Montag, 10. April 2023
Wolfskind -17
"Ich habe mir angehört, was zwischen dem Dispatcher und deiner Frau gesprochen wurde. Ich dachte, da ergibt sich vielleicht ein Indiz..."

"Ja, und?"

"Um 10:12 hat der Dispatcher ein Gespräch angenommen. Deine Frau sagte ihren Namen und ihre Adresse. Sie sagte, dass sie unter starken Leibschmerzen leidet, wie eine plötzliche Kolik. Sie weiß nicht, wie sie sich hinlegen soll, um eine möglichst gute Position zu haben, mit möglichst geringen Schmerzen.
Der Dispatcher alarmierte die Besatzung des Krankenwagens. Das sind Mike und ich heute Morgen gewesen. Er hat Liz dann geraten, die Haustür zu öffnen. Wir haben bei Nennung von Namen und Adresse sofort gewusst, wo wir hinfahren müssen und sind mit der Sirene losgefahren.
Bei dir angekommen, sehen wir Liz hinter der Haustür am Boden liegen. Sie war bewusstlos. Wir haben die Tür aufgeschoben, uns durch den Spalt gedrückt und ich habe sofort die Wiederbelebungs-Maßnahmen eingeleitet. Ich habe es auch geschafft. Sie wollte, dass ich eine Nachricht hinterlasse. Danach haben wir sie in den Krankenwagen getragen und einen Zugang gelegt. Du kennst das Procedere ja auch. Ich habe sie interviewt und oberflächlich untersucht. Ihre Bauchdecke erschien verhärtet.
Mike ist dann losgefahren, während ich neben ihr sitzengeblieben bin. Wir haben ihr Schmerzmittel über den Zugang gegeben. Auf dem Weg ins Krankenhaus fällt ihr Kopf zur Seite. Wieder beginne ich mit Wiederbelebungs-Maßnahmen, aber wir haben sie verloren bis wir das Hospital erreicht haben.
Wir sind noch dort geblieben und haben den Ärzten zugeschaut, die schließlich den Tod festgestellt haben."

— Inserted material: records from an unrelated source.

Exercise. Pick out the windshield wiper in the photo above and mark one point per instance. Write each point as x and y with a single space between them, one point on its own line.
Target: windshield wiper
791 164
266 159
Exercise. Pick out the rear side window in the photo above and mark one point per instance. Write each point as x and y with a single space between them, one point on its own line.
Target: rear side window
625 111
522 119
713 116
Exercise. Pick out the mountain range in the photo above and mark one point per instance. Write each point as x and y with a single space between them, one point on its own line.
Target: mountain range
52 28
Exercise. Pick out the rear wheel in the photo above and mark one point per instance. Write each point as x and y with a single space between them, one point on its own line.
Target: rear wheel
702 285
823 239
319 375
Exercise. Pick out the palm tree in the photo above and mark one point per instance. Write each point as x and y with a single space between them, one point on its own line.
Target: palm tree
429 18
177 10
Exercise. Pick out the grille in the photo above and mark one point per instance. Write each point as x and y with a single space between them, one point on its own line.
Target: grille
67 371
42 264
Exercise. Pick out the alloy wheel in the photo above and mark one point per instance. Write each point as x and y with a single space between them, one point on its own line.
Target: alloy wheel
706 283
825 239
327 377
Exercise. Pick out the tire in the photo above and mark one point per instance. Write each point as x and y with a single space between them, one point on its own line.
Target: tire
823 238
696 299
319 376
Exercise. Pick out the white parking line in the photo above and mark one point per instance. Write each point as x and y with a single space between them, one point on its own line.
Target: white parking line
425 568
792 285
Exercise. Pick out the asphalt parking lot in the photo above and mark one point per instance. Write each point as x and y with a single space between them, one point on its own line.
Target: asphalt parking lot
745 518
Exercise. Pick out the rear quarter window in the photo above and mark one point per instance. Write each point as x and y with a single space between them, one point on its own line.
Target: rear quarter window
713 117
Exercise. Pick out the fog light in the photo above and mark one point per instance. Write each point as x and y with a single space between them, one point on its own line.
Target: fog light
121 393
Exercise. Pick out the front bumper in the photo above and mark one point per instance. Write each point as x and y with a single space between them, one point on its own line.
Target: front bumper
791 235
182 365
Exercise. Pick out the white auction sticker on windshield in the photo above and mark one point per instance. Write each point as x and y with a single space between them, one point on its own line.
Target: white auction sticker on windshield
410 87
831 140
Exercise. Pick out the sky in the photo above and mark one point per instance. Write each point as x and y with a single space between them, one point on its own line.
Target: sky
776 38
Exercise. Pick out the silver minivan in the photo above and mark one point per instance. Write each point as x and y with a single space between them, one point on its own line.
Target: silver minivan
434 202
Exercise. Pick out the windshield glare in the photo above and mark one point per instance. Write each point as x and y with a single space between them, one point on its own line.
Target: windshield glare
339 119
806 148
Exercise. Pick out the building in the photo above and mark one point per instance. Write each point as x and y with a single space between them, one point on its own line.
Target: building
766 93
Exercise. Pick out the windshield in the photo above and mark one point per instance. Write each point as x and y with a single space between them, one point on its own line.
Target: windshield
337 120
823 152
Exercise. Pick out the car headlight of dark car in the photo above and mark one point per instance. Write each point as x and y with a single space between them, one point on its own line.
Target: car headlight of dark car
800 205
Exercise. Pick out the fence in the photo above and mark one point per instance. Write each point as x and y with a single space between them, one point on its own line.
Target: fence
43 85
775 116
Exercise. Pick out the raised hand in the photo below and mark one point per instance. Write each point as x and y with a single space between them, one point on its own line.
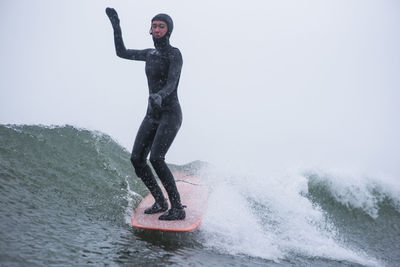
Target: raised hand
113 16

Wir starren beide eine Weile vor uns hin. An der Situation ist nichts mehr zu ändern. Schließlich erhebe ich mich. Draußen dämmert es bereits. Ich gehe stumm zur Haustür. Jake folgt mir und drückt mir zum Abschied die Hand, die freie Hand auf meine Schulter gelegt. Anschließend fahre ich nachhause, lege mich ins Bett und falle in einen unruhigen Schlaf. Wenn ich wachliege, habe ich den Eindruck, dass Wölfe in der Nähe heulen.

*

Ich bin bis Mummys Beerdigung bei den Großeltern geblieben und von dort aus zur Schule gegangen. Dann ziehe ich wieder bei Dad ein. Er hat sich in den vergangenen Wochen stark verändert. Aus dem liebevollen Dad ist ein harter Mann geworden. Er macht zwar morgens das Frühstück, aber statt eines Dinners fährt er mit mir zu McDonalds, wenn er von der Arbeit kommt.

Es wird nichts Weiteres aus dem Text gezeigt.